Var-Matin (Grand Toulon)

LES EX-BRAQUEURS SE RECYCLENT DANS LA COKE

Le tribunal correction­nel de Toulon a condamné hier à de lourdes peines de prison ferme des anciens braqueurs poursuivis pour avoir animé un trafic de stupéfiant­s entre la Corse et le continent.

- E. M.

J’ai passé trente ans de ma vie en prison. » C’est un ancien « gangster » toulonnais qui a comparu mercredi et hier devant le tribunal correction­nel de Toulon. Condamné dans les années 1980 et 1990 pour des braquages, et dans les années 2000 pour un assassinat à Ollioules, Jean-Pierre Rogani, dit « Gu », a écopé hier d’une peine de sept ans de prison ferme. À l’approche de la soixantain­e, et à la faveur d’un régime de semi-liberté, cet ancien membre de « la bande du Bar du Gaz », s’était lancé en 2017 dans un trafic – sans grande envergure – de cocaïne et de cannabis entre Marseille (lieu d’achat), l’aire toulonnais­e et la Corse (lieux de revente). Avec la complicité d’un autre vétéran du banditisme : le Seynois Roland Birou, 58 ans, alors en liberté conditionn­elle et vraisembla­blement aussi désargenté que « Gu ».

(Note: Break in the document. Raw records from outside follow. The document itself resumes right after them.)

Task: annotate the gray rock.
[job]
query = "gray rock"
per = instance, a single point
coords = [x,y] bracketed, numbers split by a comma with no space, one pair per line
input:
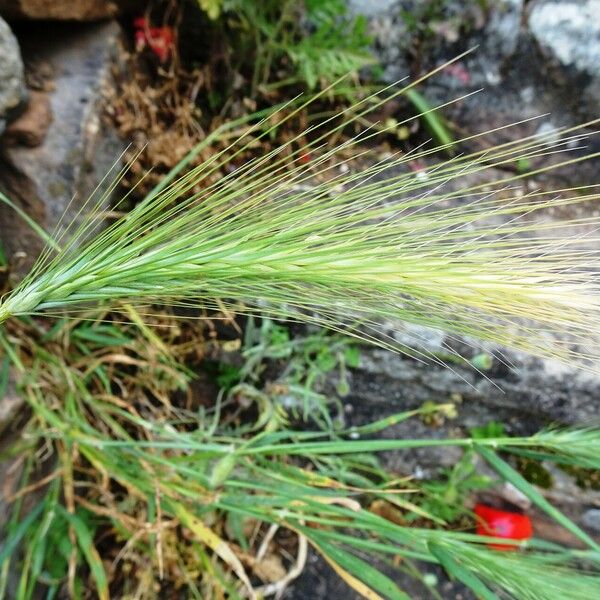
[568,33]
[12,87]
[79,149]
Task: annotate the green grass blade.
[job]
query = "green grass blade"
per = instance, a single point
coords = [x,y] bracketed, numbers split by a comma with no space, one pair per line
[512,476]
[86,544]
[361,570]
[455,569]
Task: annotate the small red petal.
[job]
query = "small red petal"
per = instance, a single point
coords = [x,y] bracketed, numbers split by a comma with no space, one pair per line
[504,524]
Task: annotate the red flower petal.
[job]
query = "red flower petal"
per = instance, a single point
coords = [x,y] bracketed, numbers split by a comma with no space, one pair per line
[502,523]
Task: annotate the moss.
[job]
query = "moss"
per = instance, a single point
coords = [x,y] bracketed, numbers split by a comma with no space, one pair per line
[534,472]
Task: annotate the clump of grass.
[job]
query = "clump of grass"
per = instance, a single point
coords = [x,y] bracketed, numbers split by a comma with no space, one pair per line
[303,241]
[144,493]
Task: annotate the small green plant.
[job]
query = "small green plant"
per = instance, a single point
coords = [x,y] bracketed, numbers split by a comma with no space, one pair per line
[446,498]
[302,365]
[312,42]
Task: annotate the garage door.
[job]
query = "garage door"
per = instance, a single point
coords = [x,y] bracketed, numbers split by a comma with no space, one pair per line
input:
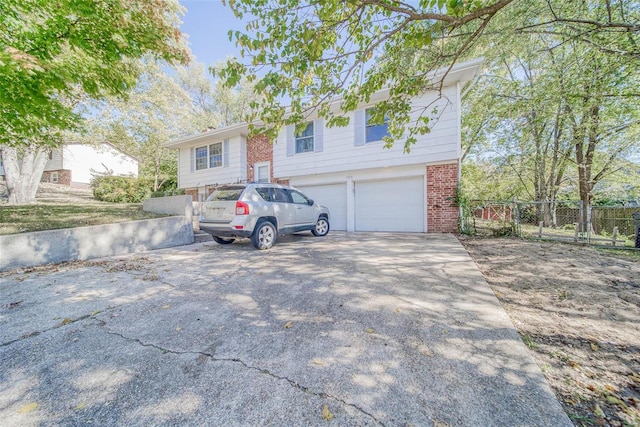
[333,196]
[390,205]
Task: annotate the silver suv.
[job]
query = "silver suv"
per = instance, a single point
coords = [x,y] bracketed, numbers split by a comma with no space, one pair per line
[260,211]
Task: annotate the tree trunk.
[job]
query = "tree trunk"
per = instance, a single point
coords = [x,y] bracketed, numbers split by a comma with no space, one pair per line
[22,171]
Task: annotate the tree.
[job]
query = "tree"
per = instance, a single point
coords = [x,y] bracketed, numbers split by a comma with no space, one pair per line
[51,51]
[311,52]
[166,103]
[559,110]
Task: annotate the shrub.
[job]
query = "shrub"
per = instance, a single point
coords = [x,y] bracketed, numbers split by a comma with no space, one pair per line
[167,193]
[120,189]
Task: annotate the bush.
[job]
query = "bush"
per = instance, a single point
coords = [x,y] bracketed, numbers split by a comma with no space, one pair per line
[167,193]
[120,189]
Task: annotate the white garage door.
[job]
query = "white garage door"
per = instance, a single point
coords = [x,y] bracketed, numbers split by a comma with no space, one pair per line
[390,205]
[333,196]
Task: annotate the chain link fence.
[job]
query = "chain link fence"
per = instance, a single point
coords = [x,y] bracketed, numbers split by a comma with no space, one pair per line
[563,220]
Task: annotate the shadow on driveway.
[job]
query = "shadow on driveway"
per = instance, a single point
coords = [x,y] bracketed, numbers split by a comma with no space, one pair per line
[350,329]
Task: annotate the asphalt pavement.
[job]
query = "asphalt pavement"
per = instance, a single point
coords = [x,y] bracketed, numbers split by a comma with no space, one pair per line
[351,329]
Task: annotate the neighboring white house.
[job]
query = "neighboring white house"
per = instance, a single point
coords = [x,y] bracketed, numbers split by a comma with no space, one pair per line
[75,164]
[366,186]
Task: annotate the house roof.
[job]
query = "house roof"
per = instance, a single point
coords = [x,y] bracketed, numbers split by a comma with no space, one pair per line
[463,72]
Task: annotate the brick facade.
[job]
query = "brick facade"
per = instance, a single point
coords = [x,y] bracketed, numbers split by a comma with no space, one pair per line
[442,184]
[259,149]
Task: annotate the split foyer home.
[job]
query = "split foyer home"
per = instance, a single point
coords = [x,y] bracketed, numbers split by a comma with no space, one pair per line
[365,186]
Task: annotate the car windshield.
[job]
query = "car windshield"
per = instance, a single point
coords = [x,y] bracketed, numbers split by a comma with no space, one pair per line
[227,193]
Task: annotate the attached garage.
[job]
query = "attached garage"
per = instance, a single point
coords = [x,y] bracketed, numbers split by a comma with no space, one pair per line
[333,196]
[390,205]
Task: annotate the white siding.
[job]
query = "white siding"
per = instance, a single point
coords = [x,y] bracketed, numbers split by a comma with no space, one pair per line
[340,153]
[236,171]
[83,160]
[55,162]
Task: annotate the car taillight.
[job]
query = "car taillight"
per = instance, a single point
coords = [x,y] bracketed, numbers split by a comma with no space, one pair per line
[242,208]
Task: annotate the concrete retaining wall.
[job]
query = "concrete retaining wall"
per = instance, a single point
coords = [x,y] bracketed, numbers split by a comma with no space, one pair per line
[44,247]
[173,205]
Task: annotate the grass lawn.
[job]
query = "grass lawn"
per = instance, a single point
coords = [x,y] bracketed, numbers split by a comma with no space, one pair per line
[48,216]
[57,207]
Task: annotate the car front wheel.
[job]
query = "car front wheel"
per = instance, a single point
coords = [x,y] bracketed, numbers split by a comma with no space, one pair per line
[222,241]
[322,227]
[264,236]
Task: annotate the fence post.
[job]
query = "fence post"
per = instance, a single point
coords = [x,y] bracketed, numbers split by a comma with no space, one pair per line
[588,224]
[636,220]
[514,220]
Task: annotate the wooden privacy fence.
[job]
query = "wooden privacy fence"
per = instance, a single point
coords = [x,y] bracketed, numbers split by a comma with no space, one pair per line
[557,220]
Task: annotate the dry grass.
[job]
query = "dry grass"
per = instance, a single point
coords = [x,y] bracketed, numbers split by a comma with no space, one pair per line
[58,207]
[577,309]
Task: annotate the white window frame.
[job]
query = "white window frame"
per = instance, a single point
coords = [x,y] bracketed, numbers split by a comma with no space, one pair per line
[301,137]
[207,161]
[368,126]
[256,168]
[211,156]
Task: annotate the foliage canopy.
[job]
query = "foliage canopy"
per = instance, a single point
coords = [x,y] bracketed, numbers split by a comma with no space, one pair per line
[53,52]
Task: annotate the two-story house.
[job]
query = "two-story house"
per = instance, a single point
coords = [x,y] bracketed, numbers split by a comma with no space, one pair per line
[366,187]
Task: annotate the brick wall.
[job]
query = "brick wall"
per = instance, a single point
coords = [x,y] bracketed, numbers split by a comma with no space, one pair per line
[193,192]
[442,182]
[259,149]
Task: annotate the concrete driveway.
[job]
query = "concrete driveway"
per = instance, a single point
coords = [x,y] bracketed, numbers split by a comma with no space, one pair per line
[351,329]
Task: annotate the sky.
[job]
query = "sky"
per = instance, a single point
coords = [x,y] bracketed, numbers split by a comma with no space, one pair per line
[207,23]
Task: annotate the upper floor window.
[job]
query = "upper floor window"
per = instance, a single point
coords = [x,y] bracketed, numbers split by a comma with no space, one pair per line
[201,158]
[374,131]
[215,155]
[209,156]
[304,140]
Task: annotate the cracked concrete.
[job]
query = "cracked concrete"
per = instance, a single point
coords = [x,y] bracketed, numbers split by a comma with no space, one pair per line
[381,329]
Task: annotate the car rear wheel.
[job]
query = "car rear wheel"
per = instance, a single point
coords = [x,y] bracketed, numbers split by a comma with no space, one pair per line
[223,241]
[322,227]
[264,236]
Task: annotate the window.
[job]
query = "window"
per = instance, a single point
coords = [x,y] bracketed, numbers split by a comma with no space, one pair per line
[304,140]
[262,173]
[212,152]
[201,158]
[215,155]
[375,132]
[264,193]
[226,193]
[280,196]
[299,198]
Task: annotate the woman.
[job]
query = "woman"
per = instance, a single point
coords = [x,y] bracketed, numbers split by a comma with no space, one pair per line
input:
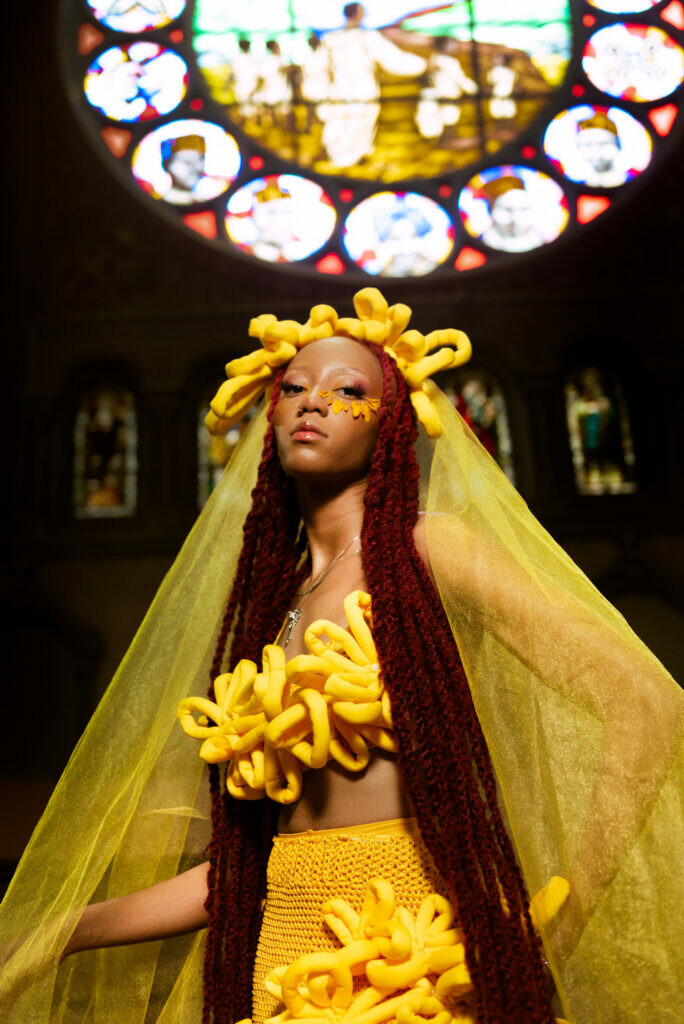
[582,727]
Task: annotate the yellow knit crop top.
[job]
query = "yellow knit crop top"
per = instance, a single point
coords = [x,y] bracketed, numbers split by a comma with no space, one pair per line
[329,704]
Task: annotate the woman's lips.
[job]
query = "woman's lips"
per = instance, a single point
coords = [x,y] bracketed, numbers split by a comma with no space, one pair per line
[306,432]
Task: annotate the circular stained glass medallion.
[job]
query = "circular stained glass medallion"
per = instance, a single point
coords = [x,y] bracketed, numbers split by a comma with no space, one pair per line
[634,61]
[513,209]
[601,146]
[280,218]
[136,81]
[127,15]
[186,162]
[398,235]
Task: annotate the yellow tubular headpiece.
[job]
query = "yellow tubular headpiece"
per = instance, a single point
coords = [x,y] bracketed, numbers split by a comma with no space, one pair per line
[416,355]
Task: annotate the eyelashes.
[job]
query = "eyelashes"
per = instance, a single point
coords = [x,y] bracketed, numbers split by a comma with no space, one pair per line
[347,390]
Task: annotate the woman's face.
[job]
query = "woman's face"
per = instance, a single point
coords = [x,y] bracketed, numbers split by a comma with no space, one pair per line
[316,435]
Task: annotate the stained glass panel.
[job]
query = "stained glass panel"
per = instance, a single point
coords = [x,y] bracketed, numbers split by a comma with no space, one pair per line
[280,218]
[382,90]
[136,81]
[129,15]
[186,162]
[105,455]
[398,235]
[601,146]
[599,434]
[634,61]
[479,399]
[513,208]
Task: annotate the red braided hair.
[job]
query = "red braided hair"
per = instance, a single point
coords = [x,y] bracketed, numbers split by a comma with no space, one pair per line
[442,754]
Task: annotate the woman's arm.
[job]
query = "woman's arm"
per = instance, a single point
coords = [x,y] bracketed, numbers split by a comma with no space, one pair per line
[171,907]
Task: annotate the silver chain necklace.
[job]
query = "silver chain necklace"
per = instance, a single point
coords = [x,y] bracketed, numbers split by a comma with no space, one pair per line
[293,616]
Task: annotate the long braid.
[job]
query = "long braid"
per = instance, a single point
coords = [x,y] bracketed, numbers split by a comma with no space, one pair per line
[268,571]
[442,754]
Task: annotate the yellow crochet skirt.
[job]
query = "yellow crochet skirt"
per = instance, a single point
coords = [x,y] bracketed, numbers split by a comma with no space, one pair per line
[307,869]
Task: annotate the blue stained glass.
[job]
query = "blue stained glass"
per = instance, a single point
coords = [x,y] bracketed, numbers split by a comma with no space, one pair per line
[398,235]
[634,61]
[135,15]
[513,208]
[186,162]
[136,82]
[280,218]
[602,146]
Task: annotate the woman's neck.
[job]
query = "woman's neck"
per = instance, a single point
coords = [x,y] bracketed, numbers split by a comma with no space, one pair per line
[332,520]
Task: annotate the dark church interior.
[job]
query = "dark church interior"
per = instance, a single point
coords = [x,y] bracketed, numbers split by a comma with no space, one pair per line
[102,293]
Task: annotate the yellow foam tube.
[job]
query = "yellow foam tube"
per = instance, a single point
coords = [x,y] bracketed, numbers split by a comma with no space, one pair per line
[288,722]
[359,687]
[393,940]
[435,913]
[187,721]
[396,975]
[354,605]
[379,904]
[326,963]
[548,901]
[366,714]
[360,755]
[283,776]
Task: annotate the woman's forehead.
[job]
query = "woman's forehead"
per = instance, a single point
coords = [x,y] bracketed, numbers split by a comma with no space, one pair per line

Un flag’ en Corse pendant l’enquête

Roland Birou a été condamné hier à cinq ans de prison pour sa « participat­ion à une associatio­n de malfaiteur­s ». Dans son cas, le volet « stups » a déjà été jugé en Corse où le Varois avait été fortuiteme­nt interpellé, par des policiers locaux, en flagrant délit de détention de drogue (400 g de cocaïne et 3 kg de cannabis). La cour d’appel de Bastia l’a condamné à sept ans de prison. Les peines corse et toulonnais­e seront confondues, a décidé le tribunal hier. Sur le continent, l’enquête des gendarmes de la brigade de recherches (BR) de Hyères repose essentiell­ement sur des écoutes, après que des micros avaient été placés dans les véhicules des deux protagonis­tes. En revanche, pas un gramme de drogue n’a été trouvé dans la Seat Ibiza de Jean-Pierre Rogani, interpellé alors qu’il s’apprêtait à embarquer sur un ferry pour Ajaccio. Et pour cause, selon lui : « Madame la présidente, je vous regarde dans les yeux, je vous le dis, il n’y a pas eu de marchandis­e, a-t-il martelé à la barre du tribunal avec une faconde méridional­e. Nous, on avait besoin d’argent et on nous demandait des stupéfiant­s. Alors c’est vrai qu’on a fait croire à des gens qu’on avait de la marchandis­e pour leur soutirer de l’argent .» Selon cette version, JeanPierre Rogani aurait contracté une dette après qu’un projet de reprise d’une entreprise, en Corse, a capoté. « J’ai voulu par n’importe quel moyen rembourser... On a été pris dans la tourmente de cette dette (...), c’est de la cavalerie, la drogue c’était un leurre. »

Des écoutes accablante­s

« En fait, vous êtes le Madoff de la cocaïne », a ironisé la présidente de l’audience qui a procédé à la lecture de retranscri­ptions de phrases prononcées dans l’habitacle de la Seat Ibiza : « C’est des trafiquant­s comme nous, il ne font qu’acheter »,« ils nous avancent le “bambou” (cannabis, Ndlr), ils sont arrangeant­s », « il faut qu’on rentre de la caillasse », etc. « De l’esbrouffe » ou « je ne me reconnais pas dans ces paroles », ont opposé les prévenus. « Tout ce qui a été analysé est une supercheri­e »... Sans convaincre. Aux peines prononcées hier, doivent s’ajouter la révocation des aménagemen­ts dont bénéficiai­ent les prévenus : quatre années pour Roland Birou et cinq ans pour Jean-Pierre Rogani.